Schmerz dient hier häufig als Signal des Nervensystems, diese als potentiell gefährlich erkannte Situation zu vermeiden.
Eine Herangehensweise besteht darin, die Bewegung leicht, und in vielen verschiedenen Variationen auszuführen – mit wenig Kraft und Geschwindigkeit und am besten außerhalb einer Trainings- oder Wettkampfsituation.
Sie haben dadurch die Gelegenheit, die Bewegung dieses Körperteils als angenehm und ungefährlich zu erleben, die empfundene Gefahr nimmt für Ihr Nervensystem ab, störende Schonhaltungen werden abgebaut, das Schmerzsignal wird überflüssig.

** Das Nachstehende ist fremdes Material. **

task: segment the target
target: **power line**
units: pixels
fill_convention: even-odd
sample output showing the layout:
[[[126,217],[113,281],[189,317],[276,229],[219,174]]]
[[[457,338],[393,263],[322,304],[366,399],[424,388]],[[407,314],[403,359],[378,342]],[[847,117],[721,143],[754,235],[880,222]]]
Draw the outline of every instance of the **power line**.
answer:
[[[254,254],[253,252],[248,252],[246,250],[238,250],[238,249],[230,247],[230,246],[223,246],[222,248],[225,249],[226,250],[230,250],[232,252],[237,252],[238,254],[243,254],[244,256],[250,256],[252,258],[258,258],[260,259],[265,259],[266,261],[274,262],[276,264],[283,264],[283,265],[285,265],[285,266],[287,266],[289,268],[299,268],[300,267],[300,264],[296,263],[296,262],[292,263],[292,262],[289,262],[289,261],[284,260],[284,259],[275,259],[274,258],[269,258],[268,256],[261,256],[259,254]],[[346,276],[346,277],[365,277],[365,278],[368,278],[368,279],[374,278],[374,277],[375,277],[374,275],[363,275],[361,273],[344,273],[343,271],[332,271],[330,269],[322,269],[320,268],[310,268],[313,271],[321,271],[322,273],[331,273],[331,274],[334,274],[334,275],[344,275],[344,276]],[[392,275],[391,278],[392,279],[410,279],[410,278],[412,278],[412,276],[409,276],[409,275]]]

(Diese Art von Schmerzen sollte allerdings von einem Arzt abgeklärt werden, vielleicht braucht ihr Körper in erster Linie Ruhe).
Zusammenfassung
Sie können Ihren Gesundheitszustand entscheidend beeinflussen. Bewegung und Stressreduzierung sind effektive Mittel, um Vitalität zu steigern, Beweglichkeit zu erhalten und Schmerz zu verringern. Geeignet ist grundsätzlich jede Form von Stressreduzierung und Bewegung – von Kraftsport bis hin zu Spaziergängen und Gartenarbeit. Wichtig ist, dass Sie die Betätigung als angenehm und passend empfinden (und sie nicht zusätzlich für Stress sorgt).
Wenn Sie nach spezifischen Ansätzen suchen, um etwas für Ihre Gesundheit zu tun, suchen Sie nach Möglichkeiten, die vielseitige, leichte, interessante und als sicher empfundene Bewegungseindrücke vermitteln. Vor allem: Viel Spaß dabei!
Weitere Informationen: http://www.bettermovement.org/2010/strategies-to-reduce-chronic-pain-part-one/
Das gilt selbst dann wenn Sie eine Diagnose für ihre Beschwerden haben. auch klassische Krankheitsbilder wie Fibromyalgie, Kopfschmerzen, Kieferschmerzen, oder Multiple Sklerose und Bechterev reagieren auf Stress.